WPP’s David, named after David Ogilvy, is one of the brightest stars in WPP’s somewhat troubled creative firmament, but the Miami-based agency has been hit by a big breakaway including some of the founders, to form indie agency Gut.

But David has been given a big vote of confidence by flagship client Burger King with an assignment for its Madrid office to handle a slice of Burger King in France (still with us?) aimed at families. Buzzman, which has produced some lively work for Burger King in France stays on the roster. Last year Buzzman struck a deal with Havas which may result in Havas buying it all in a few years’ time. David says it may now open in Paris.

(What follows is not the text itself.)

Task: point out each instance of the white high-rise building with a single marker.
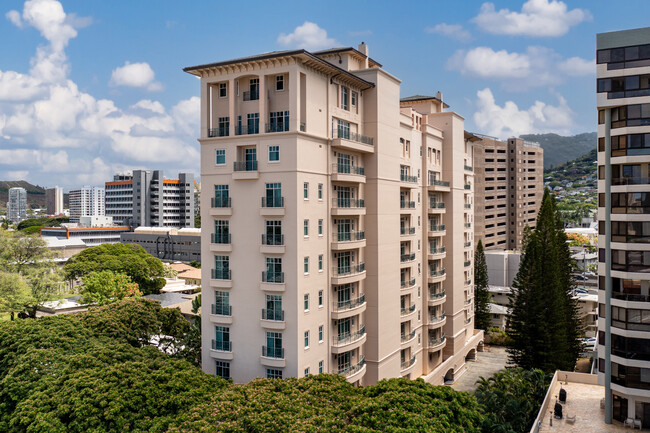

Tough on Buzzman and rosters are the name of the game it seems and Burger King, a much-awarded advertiser, shares the work around.

This move and others like it does point to some of the problems the holding companies face as they try to re-establish their creative offerings.

For years in what we might call the Sir Martin Sorrell era the big networks hoovered up most big creative accounts and snapped up any agency that looked as though it might make life difficult for them – Omnicom’s DDB buying the UK’s adam&eve for an eventual £100m or so being the most noteworthy example.

But the holding companies still struggle with creative. DDB started a bespoke agency We Are Unlimited to handle McDonald’s in the US but it, alas, proved more limited than it was supposed to be and the business moved to indie network Wieden+Kennedy.

WPP recently won VW creative in North America (after losing Ford to BBDO) but the business is led by Johannes Leonardo, only part-owned by Mark Read’s operation.

Returning to France, Havas won’t be best pleased to see Buzzman lose some of Burger King.

Back in the SMS era breakaways from the holding companies were rare, anybody who tried it got their pants sued off. But clients are wearing the money trousers now and if they want to back, say, Gut then it would be a brave holding company who headed for the courts.

Creative agencies are, belatedly, back in fashion at the moment. The holding companies face a far more competitive arena.